Introduction to Spark 2.0

Overview of Dataset , Dataframe and RDD API :

Resilient Distributed Datasets (RDD) is a fundamental data structure of Spark. It is an immutable distributed collection of objects. Each dataset in RDD is divided into logical partitions, which may be computed on different nodes of the cluster.

But due to facing issue related to advanced optimization move to dataframe.

Dataframe brought custom memory management and runtime code generation which greatly improved performance. So in last year most of the improvements went into Dataframe API.

A DataFrame is a Dataset organized into named columns. It is conceptually equivalent to a table in a relational database or a data frame in R/Python, but with richer optimizations under the hood. DataFrames can be constructed from a wide array of sources such as: structured data files, tables in Hive, external databases, or existing RDDs.

Though dataframe API solved many issues, it was not a good enough replacement for RDD API. One of the major issues with dataframe API was no compile time safety and not able to work with domain objects. So this held back people using dataframe API everywhere. But with introduction of Dataset API in 1.6, we were able to fill the gap.

A Dataset is a distributed collection of data. Dataset is a new interface added in Spark 1.6 that provides the benefits of RDDs (strong typing, ability to use powerful lambda functions) with the benefits of Spark SQL’s optimized execution engine. A Dataset can be constructed from JVM objects and then manipulated using functional transformations (map, flatMap, filter, etc.).

So in Spark 2.0, Dataset API will be become a stable API. So Dataset API combined with Dataframe API should able to cover most of the use cases where RDD was used earlier. So as a spark developer it is advised to start embracing these two API’s over RDD API from Spark 2.0.

Points to be discussed :

Datasets : Starting in Spark 2.0, DataFrame is just a type alias for Dataset of Row. Both the typed methods (e.g. map, filter, groupByKey) and the untyped methods (e.g. select, groupBy) are available on the Dataset class. Also, this new combined Dataset interface is the abstraction used for Structured Streaming.

For long, RDD was the standard abstraction of Spark. But from Spark 2.0, Dataset will become the new abstraction layer for spark. Though RDD API will be available, it will become low level API, used mostly for runtime and library development. All user land code will be written against the Dataset abstraction and it’s subset Dataframe API.

Dataset is a superset of Dataframe API which is released in Spark 1.3. Dataset together with Dataframe API brings better performance and flexibility to the platform compared to RDD API. Dataset will be also replacing RDD as an abstraction for streaming in future releases.

The major difference is, dataset is collection of domain specific objects where as RDD is collection of any object. Domain object part of definition signifies the schema part of dataset. So dataset API is always strongly typed and optimized using schema where RDD is not.

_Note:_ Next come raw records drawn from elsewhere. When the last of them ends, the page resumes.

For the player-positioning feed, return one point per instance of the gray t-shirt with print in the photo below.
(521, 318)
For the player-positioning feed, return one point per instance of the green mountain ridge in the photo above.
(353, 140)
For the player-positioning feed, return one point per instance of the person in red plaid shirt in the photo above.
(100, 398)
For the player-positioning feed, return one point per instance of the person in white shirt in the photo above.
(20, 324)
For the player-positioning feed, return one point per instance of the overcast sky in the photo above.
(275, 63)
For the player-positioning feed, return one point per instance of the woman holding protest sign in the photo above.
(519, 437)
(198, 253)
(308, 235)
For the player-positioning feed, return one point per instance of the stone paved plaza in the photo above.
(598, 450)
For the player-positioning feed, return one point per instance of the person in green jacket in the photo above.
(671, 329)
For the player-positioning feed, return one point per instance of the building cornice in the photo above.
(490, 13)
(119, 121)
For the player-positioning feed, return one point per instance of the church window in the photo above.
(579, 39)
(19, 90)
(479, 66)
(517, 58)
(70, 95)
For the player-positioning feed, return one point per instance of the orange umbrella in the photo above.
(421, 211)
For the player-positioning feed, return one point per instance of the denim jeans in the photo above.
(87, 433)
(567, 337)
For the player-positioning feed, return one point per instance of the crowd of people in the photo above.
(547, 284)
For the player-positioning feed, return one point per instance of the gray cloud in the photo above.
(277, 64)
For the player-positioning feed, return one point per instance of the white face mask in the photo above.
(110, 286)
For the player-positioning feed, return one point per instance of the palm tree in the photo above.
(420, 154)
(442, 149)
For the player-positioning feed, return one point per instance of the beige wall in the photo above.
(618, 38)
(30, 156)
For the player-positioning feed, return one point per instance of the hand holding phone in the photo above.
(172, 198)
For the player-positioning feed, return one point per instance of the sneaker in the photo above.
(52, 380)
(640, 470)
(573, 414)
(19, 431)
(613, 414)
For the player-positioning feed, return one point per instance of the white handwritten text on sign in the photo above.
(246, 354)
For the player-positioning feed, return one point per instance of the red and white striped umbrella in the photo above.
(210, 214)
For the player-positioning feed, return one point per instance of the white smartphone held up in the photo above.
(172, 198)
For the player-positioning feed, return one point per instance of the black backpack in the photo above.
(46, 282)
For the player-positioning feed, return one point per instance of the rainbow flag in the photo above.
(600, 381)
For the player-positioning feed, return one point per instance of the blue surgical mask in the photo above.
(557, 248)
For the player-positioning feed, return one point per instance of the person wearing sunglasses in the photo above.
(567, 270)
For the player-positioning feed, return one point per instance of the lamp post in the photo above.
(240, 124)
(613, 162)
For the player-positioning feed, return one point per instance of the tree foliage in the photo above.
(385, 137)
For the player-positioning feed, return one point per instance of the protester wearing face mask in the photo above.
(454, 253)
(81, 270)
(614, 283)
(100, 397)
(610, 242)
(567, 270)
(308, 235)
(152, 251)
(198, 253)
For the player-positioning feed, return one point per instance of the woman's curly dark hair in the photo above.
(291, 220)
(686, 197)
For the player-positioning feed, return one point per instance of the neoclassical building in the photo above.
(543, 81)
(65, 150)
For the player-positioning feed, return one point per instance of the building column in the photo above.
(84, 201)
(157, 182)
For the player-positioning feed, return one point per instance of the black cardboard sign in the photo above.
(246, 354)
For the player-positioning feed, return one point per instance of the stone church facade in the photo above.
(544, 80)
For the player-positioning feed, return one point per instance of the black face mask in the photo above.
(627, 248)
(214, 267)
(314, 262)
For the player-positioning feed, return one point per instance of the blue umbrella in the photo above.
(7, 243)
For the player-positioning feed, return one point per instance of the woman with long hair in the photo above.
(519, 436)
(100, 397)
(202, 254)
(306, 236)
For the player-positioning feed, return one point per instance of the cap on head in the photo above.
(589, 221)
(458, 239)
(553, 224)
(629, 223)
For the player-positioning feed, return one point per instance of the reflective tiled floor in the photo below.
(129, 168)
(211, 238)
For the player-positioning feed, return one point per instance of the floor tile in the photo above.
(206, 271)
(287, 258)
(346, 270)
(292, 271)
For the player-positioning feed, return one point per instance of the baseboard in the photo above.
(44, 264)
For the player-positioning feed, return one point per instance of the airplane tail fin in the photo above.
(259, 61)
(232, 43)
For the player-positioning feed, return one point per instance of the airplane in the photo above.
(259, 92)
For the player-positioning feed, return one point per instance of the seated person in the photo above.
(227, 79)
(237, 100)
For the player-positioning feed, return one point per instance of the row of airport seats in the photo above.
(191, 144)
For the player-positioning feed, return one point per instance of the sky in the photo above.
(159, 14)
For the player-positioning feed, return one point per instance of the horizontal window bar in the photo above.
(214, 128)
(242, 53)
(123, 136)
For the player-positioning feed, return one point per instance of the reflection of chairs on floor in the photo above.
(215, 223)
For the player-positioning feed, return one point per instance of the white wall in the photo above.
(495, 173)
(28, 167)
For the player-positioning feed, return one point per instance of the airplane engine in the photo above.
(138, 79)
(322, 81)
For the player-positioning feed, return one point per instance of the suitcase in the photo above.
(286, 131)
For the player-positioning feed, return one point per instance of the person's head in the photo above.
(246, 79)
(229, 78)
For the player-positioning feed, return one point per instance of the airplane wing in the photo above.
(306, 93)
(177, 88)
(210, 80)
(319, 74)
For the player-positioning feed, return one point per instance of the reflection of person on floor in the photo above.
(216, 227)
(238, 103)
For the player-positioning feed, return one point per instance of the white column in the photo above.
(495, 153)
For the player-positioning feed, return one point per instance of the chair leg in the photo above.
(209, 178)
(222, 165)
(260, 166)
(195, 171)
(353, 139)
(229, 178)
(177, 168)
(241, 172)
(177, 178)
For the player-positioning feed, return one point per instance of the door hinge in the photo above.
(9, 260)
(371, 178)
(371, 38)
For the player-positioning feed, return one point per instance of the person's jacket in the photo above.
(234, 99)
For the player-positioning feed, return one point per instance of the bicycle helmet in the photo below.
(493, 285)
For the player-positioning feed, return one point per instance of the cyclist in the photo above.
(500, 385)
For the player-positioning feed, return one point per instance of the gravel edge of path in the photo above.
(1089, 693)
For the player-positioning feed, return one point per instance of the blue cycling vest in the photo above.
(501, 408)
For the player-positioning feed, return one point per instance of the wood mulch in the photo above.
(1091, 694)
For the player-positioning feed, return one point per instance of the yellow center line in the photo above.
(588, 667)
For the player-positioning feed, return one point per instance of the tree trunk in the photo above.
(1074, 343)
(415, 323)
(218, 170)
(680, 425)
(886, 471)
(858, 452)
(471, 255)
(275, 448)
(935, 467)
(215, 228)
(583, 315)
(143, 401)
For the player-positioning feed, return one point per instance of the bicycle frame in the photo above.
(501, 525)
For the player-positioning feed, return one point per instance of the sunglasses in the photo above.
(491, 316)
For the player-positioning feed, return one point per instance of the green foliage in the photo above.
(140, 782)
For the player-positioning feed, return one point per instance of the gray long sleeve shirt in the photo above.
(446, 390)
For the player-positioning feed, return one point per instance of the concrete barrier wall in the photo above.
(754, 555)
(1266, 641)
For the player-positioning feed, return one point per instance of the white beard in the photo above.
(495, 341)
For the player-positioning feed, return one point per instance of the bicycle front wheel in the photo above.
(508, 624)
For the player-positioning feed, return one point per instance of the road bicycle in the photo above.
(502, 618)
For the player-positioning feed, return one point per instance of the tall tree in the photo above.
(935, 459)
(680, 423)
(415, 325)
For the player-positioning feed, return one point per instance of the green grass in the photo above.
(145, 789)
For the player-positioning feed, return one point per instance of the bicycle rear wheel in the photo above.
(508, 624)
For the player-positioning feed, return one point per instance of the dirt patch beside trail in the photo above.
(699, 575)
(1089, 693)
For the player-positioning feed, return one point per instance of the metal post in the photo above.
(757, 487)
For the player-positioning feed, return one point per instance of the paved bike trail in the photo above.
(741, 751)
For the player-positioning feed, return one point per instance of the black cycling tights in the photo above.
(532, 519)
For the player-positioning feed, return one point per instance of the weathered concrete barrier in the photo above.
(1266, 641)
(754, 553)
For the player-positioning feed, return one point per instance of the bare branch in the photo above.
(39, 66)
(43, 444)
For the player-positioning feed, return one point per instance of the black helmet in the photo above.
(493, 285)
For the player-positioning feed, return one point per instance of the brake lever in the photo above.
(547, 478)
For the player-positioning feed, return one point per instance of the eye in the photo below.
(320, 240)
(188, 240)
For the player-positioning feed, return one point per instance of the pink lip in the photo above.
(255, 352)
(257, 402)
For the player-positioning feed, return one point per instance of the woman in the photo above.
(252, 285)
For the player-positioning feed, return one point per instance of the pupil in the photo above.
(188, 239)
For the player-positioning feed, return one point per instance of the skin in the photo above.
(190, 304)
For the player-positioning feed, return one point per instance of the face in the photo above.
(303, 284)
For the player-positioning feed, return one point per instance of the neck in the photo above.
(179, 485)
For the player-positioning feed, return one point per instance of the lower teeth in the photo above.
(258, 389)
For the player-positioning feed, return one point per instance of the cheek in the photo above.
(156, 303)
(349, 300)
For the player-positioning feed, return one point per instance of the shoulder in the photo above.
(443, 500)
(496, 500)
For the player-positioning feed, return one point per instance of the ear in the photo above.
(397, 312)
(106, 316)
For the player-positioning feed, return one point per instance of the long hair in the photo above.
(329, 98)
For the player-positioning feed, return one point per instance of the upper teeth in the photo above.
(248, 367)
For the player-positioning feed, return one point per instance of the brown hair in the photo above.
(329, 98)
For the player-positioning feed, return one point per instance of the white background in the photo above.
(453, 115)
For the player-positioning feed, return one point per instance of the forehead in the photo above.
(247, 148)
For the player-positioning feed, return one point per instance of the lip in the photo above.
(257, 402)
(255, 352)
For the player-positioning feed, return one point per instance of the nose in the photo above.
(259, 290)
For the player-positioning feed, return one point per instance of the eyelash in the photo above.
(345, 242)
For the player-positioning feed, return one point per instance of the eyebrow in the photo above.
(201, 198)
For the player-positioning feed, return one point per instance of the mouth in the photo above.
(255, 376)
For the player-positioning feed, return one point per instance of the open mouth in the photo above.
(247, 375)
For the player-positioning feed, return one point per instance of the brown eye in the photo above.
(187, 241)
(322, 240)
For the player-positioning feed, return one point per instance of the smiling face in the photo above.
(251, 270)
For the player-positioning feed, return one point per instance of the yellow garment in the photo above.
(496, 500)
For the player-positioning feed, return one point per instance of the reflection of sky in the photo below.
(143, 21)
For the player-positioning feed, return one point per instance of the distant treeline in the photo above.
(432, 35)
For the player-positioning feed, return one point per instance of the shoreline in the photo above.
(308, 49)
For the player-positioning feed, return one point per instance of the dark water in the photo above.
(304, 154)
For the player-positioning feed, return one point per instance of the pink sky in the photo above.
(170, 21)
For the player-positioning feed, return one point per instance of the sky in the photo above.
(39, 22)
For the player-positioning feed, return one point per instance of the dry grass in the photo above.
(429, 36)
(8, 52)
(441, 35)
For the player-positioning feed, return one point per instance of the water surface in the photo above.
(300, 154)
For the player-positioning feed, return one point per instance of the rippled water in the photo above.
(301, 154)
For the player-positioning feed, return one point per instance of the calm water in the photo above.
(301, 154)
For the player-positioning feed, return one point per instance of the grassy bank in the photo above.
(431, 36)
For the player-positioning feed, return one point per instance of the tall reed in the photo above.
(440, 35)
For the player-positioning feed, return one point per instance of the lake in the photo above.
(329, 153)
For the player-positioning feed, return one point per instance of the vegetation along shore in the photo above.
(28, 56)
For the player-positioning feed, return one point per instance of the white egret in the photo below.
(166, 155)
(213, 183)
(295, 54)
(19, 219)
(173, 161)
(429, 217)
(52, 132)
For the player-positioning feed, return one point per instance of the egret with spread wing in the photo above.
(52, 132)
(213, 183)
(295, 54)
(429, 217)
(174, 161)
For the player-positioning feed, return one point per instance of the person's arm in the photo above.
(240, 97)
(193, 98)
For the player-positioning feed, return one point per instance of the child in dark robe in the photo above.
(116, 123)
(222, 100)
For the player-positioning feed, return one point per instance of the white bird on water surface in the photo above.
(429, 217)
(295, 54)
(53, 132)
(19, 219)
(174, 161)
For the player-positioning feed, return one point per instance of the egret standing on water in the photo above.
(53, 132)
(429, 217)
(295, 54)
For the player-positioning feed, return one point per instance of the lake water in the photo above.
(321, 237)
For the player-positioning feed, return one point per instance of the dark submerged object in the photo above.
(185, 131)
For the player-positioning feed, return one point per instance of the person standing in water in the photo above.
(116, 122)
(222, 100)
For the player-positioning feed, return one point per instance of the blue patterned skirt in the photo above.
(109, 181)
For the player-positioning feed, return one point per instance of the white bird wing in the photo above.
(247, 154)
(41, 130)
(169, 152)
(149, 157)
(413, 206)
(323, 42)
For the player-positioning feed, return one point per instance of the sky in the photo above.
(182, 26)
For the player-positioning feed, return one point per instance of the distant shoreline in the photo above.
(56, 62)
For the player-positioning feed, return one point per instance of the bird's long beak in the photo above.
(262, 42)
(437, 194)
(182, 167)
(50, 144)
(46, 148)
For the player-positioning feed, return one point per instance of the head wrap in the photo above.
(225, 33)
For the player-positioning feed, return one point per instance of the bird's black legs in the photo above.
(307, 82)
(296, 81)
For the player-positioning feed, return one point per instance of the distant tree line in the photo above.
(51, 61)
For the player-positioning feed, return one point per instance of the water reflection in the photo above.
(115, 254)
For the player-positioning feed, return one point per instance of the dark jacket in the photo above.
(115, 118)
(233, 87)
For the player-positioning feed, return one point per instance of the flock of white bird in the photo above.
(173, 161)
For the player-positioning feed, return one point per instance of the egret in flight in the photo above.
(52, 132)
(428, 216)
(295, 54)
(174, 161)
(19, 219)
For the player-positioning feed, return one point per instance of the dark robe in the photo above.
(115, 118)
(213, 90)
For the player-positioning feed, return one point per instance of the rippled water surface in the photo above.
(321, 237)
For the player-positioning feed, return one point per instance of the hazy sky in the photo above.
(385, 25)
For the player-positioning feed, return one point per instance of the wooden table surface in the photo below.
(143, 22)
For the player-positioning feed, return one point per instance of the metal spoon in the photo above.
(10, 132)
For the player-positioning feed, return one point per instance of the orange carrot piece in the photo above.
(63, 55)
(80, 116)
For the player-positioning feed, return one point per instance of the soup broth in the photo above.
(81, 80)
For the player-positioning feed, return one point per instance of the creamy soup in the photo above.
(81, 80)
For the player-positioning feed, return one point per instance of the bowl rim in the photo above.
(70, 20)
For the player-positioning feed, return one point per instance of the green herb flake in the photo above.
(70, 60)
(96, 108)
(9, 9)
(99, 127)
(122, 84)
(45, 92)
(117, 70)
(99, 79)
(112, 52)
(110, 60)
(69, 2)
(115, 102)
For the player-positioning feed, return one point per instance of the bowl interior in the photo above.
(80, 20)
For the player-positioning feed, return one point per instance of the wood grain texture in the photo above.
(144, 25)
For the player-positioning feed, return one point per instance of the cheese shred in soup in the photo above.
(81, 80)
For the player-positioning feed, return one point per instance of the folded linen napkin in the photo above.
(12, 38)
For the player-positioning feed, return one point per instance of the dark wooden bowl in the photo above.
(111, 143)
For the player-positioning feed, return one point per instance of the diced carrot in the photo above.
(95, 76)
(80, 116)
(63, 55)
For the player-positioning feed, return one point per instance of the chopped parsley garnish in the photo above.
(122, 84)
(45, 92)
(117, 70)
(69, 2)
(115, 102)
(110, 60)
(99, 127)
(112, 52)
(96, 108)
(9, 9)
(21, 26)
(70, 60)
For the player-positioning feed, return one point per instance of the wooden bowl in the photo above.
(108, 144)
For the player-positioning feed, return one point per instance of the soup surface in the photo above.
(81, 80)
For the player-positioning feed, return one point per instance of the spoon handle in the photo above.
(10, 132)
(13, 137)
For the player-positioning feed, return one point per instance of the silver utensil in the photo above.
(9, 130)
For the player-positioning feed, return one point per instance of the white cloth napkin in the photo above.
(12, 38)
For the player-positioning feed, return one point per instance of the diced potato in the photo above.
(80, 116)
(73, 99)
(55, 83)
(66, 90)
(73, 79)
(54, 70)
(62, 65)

Dataset definition also talks about Dataframes API. Dataframe is special dataset where there is no compilation checks for schema. So this makes dataSet new single abstraction replacing RDD from earlier versions of spark.

SparkSession: A new entry point that replaces the old SQLContext and HiveContext. For users of the DataFrame API, a common source of confusion for Spark is which “context” to use. Now you can use SparkSession, which subsumes both, as a single entry point, as demonstrated in this notebook. Note that the old SQLContext and HiveContext are still kept for backward compatibility.

In earlier versions of spark, spark context was entry point for Spark. As RDD was main API, it was created and manipulated using context API’s. For every other API,we needed to use different contexts.For streaming, we needed StreamingContext, for SQL sqlContext and for hive HiveContext. But as DataSet and Dataframe API’s are becoming new standard API’s we need an entry point build for them. So in Spark 2.0, we have a new entry point for DataSet and Dataframe API’s called as Spark Session.

SparkSession is essentially combination of SQLContext, HiveContext and future StreamingContext. All the API’s available on those contexts are available on spark session also. Spark session internally has a spark context for actual computation.


val sparkSession = SparkSession.builder
.appName("spark session example")

New Accumulator API: We have designed a new Accumulator API that has a simpler type hierarchy and support specialization for primitive types. The old Accumulator API has been deprecated but retained for backward compatibility


 Catalog  API :  In Spark2.0 ,A new Catalog API is introduced to access metadata.You can fetch all database list as well as table list using this API.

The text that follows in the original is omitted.